6

Who’s Flying This Life?

At the last minute Mary Jean changed her mind about sending Tucker Case to her cabin in the mountains. “Put him in a motel room outside of town and don’t let him out until I say so.”

In two weeks Tucker had seen only the nurse who came in to change his bandages and the guard. Actually, the guard was a tackle, second-string defense from SMU, six-foot-six, two hundred and seventy pounds of earnest Christian naïveté named Dusty Lemon.

Tucker was lying on the bed watching television. Dusty sat hunched over the wood-grain Formica table reading Scripture.

Tucker said, “Dusty, why don’t you go get us a six-pack and a pizza?”

Dusty didn’t look up. Tuck could see the shine of his scalp through his crew cut. A thick Texas drawl: “No, sir. I don’t drink and Mrs. Jean said that you wasn’t to have no alcohol.”

“It’s not Mrs. Jean, you doofus. It’s Mrs. Dobbins.” After two weeks, Dusty was beginning to get on Tuck’s nerves.

“Just the same,” Dusty said. “I can call for a pizza for you, but no beer.”

Tuck detected a blush though the crew cut. “Dusty?”

“Yes sir.” The tackle looked up from his Bible, waited.

“Get a real name.”

“Yes, sir,” Dusty said, a giant grin bisecting his moon face, “Tuck.”

Tucker wanted to leap off the bed and cuff Dusty with his Bible, but he was a long way from being able to leap anywhere.
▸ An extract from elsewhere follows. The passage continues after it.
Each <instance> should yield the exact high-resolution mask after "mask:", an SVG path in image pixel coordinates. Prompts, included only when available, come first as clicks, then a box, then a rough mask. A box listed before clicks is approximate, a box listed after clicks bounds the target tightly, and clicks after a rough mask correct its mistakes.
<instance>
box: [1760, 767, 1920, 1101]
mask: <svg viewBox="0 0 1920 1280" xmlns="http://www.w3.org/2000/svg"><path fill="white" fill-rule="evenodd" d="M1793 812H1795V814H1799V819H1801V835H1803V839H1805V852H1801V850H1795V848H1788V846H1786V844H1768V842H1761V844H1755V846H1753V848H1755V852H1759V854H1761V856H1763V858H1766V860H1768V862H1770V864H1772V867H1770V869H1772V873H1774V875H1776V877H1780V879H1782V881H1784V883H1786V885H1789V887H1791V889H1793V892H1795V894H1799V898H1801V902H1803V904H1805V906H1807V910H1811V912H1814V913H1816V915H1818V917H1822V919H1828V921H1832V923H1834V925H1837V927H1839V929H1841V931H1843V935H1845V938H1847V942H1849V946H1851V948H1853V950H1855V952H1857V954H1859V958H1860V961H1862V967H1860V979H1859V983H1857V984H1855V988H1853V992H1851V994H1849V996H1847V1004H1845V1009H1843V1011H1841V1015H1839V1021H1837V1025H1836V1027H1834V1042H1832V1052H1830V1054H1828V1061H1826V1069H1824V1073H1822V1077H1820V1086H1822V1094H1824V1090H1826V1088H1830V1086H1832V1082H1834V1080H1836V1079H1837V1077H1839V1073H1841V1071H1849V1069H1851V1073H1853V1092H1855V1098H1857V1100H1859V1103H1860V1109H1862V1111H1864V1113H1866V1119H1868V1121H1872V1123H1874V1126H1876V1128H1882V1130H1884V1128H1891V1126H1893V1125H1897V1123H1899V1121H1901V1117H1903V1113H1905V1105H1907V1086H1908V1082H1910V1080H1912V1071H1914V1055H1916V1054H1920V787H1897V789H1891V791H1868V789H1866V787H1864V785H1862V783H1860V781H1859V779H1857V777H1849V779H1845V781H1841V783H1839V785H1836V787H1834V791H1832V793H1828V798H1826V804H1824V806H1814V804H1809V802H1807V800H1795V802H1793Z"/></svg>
Instead, he looked at the ceiling for a second (it was highway safety orange, like the walls, the doors, the tile in the bathroom), then propped

himself up on one elbow and considered Dusty’s Bible. “The red type. That

the hot parts?”

“The words of Jesus,” Dusty said, not looking up.

“Really?”

Dusty nodded, looked up. “Would you like me to read to you? When my grandma was in the hospital, she liked me to read Scriptures to her.”